Other prior art replacement window units are power-operated, with electromechanical systems used to raise and lower a single large window unit which substantially fills the cab rear window frame, or to move a horizontally sliding unit similar to that of the manual system described above.

U.S. Pat. No. 4,793,099 discloses an example of a vertically movable window in which a motor-driven gear engages two lengths of slotted plastic tape attached to the window unit. Rotation of the gear in one direction causes the tapes to push the unit to the raised, closed position and rotation in the other direction lowers the unit. This system requires a motor substantially more powerful than is required to move a horizontally sliding window, and the tapes and guide tracks in which they travel must have precise tolerances to prevent binding.

Another prior art power window is disclosed in U.S. Pat. No. 5,146,712. In this system, a pair of horizontally sliding window units abut one another at the center of the window frame when closed, and slide away from each other to an open position wherein they overlay two fixed outboard window units.

U.S. Pat. No. 4,920,698 teaches a horizontally sliding window driven by a pinion gear which engages a rack on the bottom edge of the unit. In alternative embodiments, either a slotted plastic tape or a Bowden cable is driven by an electric motor to push the window closed and pull it open depending on the direction of motor rotation.

This push/pull operation requires that the tape or cable be manufactured to exact dimensional tolerances to minimize binding of the tape in its guide track or the cable in its conduit when under compression to push the unit closed. In the case of the cable, this need for exact tolerances results in the push/pull cable being much more expensive to produce than a cable that is only placed in tension. Since even in a closely toleranced cable binding will inevitably occur, the drive motor used in a push/pull system must be powerful enough to overcome the friction thereby caused.

Just as pushing a cable through a conduit requires more force than pulling, so does the act of pushing the window unit along its guide rails. When a pushing force is applied to the lower corner of the window it tends to tip slightly in the guide rails, and will do so to the extent permitted by the vertical clearance between the window and the rails.

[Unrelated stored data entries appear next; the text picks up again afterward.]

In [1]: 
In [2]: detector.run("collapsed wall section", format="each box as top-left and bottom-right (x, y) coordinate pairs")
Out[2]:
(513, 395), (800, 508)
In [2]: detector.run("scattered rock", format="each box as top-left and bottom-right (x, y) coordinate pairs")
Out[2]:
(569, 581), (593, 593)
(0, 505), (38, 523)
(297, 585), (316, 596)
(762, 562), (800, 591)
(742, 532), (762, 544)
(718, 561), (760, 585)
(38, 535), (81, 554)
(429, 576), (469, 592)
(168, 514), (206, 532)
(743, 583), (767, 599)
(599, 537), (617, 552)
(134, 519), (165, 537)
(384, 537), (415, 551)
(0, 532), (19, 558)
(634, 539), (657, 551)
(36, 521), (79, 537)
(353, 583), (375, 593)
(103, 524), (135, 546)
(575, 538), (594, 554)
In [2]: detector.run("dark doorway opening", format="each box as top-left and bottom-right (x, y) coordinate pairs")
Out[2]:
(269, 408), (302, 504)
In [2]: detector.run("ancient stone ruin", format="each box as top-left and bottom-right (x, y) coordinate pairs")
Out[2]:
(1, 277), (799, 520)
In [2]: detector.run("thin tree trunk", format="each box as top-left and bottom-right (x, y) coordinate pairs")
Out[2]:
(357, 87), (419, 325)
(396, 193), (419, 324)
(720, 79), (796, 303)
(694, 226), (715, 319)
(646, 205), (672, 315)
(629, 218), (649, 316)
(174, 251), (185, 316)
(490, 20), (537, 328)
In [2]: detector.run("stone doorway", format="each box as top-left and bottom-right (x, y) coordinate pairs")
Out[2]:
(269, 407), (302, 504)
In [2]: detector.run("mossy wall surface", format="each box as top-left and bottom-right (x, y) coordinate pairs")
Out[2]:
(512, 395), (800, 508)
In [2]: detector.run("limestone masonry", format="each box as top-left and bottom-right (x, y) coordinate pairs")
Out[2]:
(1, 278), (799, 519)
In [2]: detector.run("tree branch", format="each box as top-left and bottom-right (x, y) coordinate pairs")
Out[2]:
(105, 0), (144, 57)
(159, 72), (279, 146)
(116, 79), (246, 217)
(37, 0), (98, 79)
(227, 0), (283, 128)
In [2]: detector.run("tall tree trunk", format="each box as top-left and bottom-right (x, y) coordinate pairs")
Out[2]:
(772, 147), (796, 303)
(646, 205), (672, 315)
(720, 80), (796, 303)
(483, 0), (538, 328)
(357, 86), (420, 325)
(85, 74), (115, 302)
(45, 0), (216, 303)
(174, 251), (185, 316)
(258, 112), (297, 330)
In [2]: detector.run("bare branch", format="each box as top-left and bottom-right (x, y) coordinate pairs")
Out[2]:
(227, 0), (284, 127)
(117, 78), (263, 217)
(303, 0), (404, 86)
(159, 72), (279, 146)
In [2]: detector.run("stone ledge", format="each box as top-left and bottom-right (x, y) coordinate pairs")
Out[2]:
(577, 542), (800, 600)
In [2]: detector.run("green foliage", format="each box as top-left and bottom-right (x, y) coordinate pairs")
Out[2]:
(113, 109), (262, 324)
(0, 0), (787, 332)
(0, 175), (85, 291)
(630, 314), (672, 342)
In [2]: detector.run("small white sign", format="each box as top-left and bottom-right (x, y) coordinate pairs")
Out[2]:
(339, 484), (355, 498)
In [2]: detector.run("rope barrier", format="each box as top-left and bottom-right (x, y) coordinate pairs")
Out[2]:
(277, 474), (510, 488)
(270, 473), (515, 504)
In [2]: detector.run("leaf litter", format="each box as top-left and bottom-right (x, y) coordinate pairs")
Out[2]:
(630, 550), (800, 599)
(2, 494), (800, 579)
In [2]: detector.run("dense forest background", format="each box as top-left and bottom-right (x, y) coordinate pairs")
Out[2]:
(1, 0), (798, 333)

This form of binding also is minimized by exact dimensional tolerances, but also cannot be eliminated completely and so requires more motor power than is the case with a window that is moved in both directions by a pulling force.

SUMMARY OF THE INVENTION

The present invention provides a power-driven sliding window assembly wherein a window of an automotive vehicle is moved horizontally between an open and a closed position by a regulator mechanism comprising a cable drive system having a motor-driven cable drum, first and second cable guides disposed adjacent opposite ends of a lower guide rail in substantially coplanar alignment with the window, and first and second cable lengths having first ends connected to the window at opposite lower corners and second ends engaging the drum. The cables extend from the drum to engage their respective cable guides, and extend therefrom along paths substantially parallel with and above the lower guide rail to reach the window. The cable drive mechanism provides a very compact installation which does not intrude significantly into the interior of the vehicle, has few parts other than those normally required for a sliding window, and applies motive force to the window in a manner to minimize binding within the guide rail so that a less powerful, lower cost motor may be used.

In the preferred embodiment of the invention, the linear actuation means comprise a pair of Bowden-type cables each of which is attached at a first end to the movable window unit and at a second unit to a drive drum powered by an electric motor. The two cables extend outward in opposite directions from their points of attachment to the window unit and pass through cable guide fittings positioned along the window units path of sliding movement near the open and closed limits thereof. The two drive cables wrap around the drive drum in opposite directions such that rotation of the drum in a first direction tensions one of the cables to pull the window toward the open position, while rotation in the opposite direction tensions the other cable to pull the window toward the closed position.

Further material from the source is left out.